Meta has announced the next version of its AI system for non-invasively decoding brain activity into text. Called Brain2Qwerty v2, the company hopes its latest method will help people with neurological injuries or diseases that impair speech.

Meta’s latest brain-computer interface (BCI) builds off last year’s Brain2Qwerty v1, which initially showed that non-invasive brain recordings could be decoded into text with surprisingly high character-level accuracy. It used both electroencephalography (EEG) and magnetoencephalography (MEG)—two non-invasive methods that measure the magnetic and electric fields elicited by neuronal activity—although it was only capable of decoding individual characters.

Now, the company has shown off its v2 model, which is said to improve nearly every aspect of the system by using an end-to-end architecture, large language models (LLMs), real-time decoding, and vastly improved pattern recognition.

Note: The findings was presented in a recent paper, which involved researchers from Meta and a host of universities and institutes, including Université PSL (incl. École Normale Supérieure), University of Lille, Paris Cité University, Université Paris-Saclay, CNRS, Inria, CEA (NeuroSpin), Basque Center on Cognition, Brain and Language (BCBL), and Hospital Foundation Adolphe de Rothschild.

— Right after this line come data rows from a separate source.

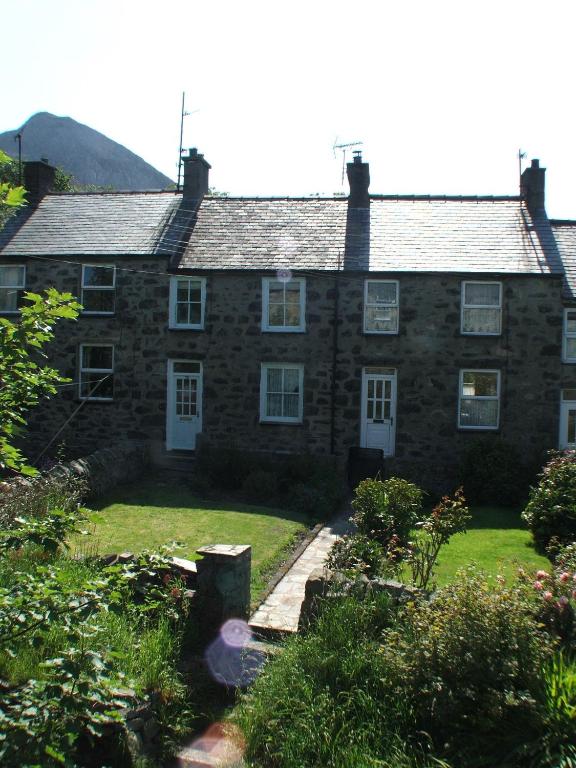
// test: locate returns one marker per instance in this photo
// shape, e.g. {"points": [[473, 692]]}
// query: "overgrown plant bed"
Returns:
{"points": [[82, 644]]}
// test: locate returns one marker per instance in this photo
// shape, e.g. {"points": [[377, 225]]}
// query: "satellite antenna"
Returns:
{"points": [[18, 138], [343, 148], [183, 114]]}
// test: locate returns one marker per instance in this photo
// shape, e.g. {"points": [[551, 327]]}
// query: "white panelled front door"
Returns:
{"points": [[568, 420], [184, 404], [378, 419]]}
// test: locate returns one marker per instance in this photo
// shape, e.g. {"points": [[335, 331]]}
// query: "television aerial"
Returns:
{"points": [[343, 148]]}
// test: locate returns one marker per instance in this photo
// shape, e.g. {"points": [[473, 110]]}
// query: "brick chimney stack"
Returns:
{"points": [[359, 179], [39, 178], [196, 171], [532, 186]]}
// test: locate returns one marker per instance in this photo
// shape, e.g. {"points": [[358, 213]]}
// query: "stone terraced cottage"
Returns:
{"points": [[408, 324]]}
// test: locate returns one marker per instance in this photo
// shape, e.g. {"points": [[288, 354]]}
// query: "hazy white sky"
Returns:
{"points": [[442, 93]]}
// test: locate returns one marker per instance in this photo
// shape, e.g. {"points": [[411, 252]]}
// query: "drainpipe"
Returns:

According to the paper, Brain2Qwerty v2 was trained on approximately 22,000 sentences from nine volunteer participants, each of which were recorded for 10 hours wearing an MEG device while actively typing.

Meta says that instead of relying on hand-crafted pipelines to detect neural events, they used end-to-end deep learning to decode directly from raw brain signals—essentially meaning they could not only decode single letters like in v1, but also full words and sentences.

MEG user input via Brain2Qwerty v1 | Courtesy Meta

While v2 represents a pretty significant leap forward, it hasn’t approached 100 percent accuracy yet:

“Brain2Qwerty v2 recovers sentences coherently from noisy neural inputs, achieving a word accuracy rate of 61%, significantly improving upon the 8% word accuracy from other non-invasive methods,” Meta says.

Meta says its most performant participant achieved a 78% word accuracy, where “more than half of all sentences are decoded with one word error or less,” the company says.

“We also find that decoding accuracy improves log-linearly with data volume, suggesting that the remaining performance gap with surgical approaches could be further narrowed through data scaling alone.”

The project’s long-term goal is to develop communication technologies for people with neurological injuries or diseases that impair speech, notably without requiring invasive surgery, like Elon Musk’s Neuralink BCI startup, which expanded human clinical trials earlier this year.

Researchers highlight in Nature that while invasive methods are more efficient at thought-to-text, they expose patients to “nonnegligible risks of brain hemorrhage and infection.” Very real challenges in maintaining cortical implant function over extended time periods is also a risk, making invasive methods less scalable overall.

That said, there’s still a long way to go before we see anything approaching consumer-grade MEG devices. Many of the classical MEG devices of today are still very much “helmet in a hospital room” levels of massive, although there are smaller devices now that can operate at room temperatures, like Cerca’s optically-pumped magnetometers (OPMs).

The key limiter holding MEG back though for eventual consumer adoption is background magnetic interference, which requires even these much smaller systems to work in a magnetically-shielded environment; the magnetic fields generated by the brain are much weaker than the Earth’s magnetic field and the host of everyday tech like smartphones, Wi-Fi, and power lines which are all millions of times stronger.

Whatever the case, it’s heartening to see that patients who can’t qualify for invasive BCI could get a significant boost in quality of life someday, hopefully soon.